O juiz Alexandre de Moraes ordenou a “suspensão da aplicação da lei” em nome da “segurança jurídica”, até que os recursos que contestam a sua “constitucionalidade” sejam julgados em sessão plenária pelo Supremo Tribunal Federal.
A lei, aprovada em dezembro no Parlamento, tinha sido vetada pelo Presidente Luiz Inácio Lula da Silva no mês seguinte, mas os deputados anularam este veto presidencial no final de abril e a lei foi promulgada na sexta-feira.
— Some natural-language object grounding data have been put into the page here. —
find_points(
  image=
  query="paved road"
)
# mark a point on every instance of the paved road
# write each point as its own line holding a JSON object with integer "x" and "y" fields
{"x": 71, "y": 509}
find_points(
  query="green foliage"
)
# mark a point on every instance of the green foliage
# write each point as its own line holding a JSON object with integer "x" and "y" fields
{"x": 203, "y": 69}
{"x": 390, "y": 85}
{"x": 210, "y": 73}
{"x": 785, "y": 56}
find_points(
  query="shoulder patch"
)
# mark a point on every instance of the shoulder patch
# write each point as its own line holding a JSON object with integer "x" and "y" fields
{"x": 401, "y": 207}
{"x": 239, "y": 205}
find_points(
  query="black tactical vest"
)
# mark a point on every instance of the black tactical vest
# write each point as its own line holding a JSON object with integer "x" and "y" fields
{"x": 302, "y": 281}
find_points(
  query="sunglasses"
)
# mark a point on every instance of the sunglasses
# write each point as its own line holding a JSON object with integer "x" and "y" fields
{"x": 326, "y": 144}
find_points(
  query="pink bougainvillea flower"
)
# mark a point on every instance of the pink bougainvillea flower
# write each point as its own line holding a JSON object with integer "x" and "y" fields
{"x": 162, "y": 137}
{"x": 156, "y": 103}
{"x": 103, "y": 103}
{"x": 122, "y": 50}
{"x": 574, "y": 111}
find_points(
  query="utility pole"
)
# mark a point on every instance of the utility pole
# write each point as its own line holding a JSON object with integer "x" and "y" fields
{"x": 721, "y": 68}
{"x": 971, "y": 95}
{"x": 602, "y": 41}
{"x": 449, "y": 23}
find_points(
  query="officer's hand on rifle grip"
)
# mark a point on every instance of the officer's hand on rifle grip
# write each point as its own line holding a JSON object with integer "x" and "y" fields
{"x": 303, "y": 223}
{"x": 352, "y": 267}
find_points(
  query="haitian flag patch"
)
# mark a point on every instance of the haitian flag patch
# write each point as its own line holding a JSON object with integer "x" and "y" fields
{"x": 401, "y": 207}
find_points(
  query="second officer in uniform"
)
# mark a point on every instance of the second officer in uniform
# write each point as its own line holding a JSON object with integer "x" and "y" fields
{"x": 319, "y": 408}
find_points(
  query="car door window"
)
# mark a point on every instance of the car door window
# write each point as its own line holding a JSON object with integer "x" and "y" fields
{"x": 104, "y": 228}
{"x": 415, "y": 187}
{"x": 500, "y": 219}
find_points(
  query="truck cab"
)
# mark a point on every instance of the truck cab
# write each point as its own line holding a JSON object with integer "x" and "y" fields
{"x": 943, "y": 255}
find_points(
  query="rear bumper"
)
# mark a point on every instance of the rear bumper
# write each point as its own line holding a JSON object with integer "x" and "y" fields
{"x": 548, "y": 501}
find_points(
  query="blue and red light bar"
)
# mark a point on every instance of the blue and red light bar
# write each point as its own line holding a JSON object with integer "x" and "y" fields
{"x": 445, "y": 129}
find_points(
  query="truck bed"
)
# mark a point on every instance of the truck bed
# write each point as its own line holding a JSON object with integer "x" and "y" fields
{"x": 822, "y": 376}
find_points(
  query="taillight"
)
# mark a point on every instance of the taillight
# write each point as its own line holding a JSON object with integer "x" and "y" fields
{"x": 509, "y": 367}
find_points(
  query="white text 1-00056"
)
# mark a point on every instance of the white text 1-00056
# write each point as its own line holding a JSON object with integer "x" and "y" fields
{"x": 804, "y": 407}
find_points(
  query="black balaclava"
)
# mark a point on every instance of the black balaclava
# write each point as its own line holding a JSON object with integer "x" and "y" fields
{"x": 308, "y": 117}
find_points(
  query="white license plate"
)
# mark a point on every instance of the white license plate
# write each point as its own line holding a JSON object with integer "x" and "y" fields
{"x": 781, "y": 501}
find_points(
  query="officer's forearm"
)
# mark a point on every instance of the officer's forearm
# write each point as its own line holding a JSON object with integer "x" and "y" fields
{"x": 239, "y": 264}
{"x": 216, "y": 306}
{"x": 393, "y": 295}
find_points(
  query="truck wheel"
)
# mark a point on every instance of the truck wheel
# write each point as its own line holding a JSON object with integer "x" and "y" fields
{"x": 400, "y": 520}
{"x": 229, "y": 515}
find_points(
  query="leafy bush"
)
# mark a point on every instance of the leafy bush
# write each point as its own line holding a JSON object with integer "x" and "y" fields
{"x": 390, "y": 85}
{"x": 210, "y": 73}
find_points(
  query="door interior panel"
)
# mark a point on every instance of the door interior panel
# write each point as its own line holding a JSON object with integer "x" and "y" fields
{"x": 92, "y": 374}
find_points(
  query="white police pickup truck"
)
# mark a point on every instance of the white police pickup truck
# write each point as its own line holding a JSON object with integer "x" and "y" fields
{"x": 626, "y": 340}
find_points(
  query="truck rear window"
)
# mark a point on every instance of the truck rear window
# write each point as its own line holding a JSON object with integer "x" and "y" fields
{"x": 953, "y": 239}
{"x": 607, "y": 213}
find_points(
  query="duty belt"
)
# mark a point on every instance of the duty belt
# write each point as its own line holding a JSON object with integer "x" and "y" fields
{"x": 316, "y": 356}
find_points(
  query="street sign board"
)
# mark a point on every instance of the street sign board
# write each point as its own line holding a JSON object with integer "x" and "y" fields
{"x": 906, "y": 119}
A nova lei, que se aplica a todas as pessoas condenadas por tentativa de golpe de Estado, deverá permitir reduzir os prazos para uma revisão da pena, o que poderia beneficiar Bolsonaro, condenado a 27 anos de prisão pelo Supremo Tribunal Federal, que o considerou culpado de conspirar para se manter no poder depois da derrota eleitoral frente a Lula em 2022.
Para ser aplicada, a defesa dos condenados deve apresentar um pedido para que o Supremo Tribunal reavalie as modalidades de execução da pena caso a caso.
Na prática, a decisão de hoje do juiz Alexandre de Moraes suspende a análise destes processos até que o Supremo Tribunal se reúna em sessão plenária para decidir se a lei é constitucional, um pedido apresentado por partidos de esquerda.
Os advogados de Jair Bolsonaro voltaram a solicitar na sexta-feira ao Supremo Tribunal Federal do Brasil a anulação da condenação de 27 anos de prisão por tentativa de golpe de Estado.
O ex-chefe de Estado de extrema-direita (2019-2022), de 71 anos, cumpre, desde o final de março, a pena de prisão em casa, em Brasília, por motivos de saúde, depois de ter sido hospitalizado várias vezes desde a prisão em novembro.
Os advogados solicitam que Bolsonaro seja “absolvido” de “todos os crimes de que é acusado”.
O juiz do Supremo Tribunal Federal Alexandre de Moraes, responsável pelo processo relativo ao ex-presidente, já rejeitou no passado vários recursos de apelação com pedidos semelhantes.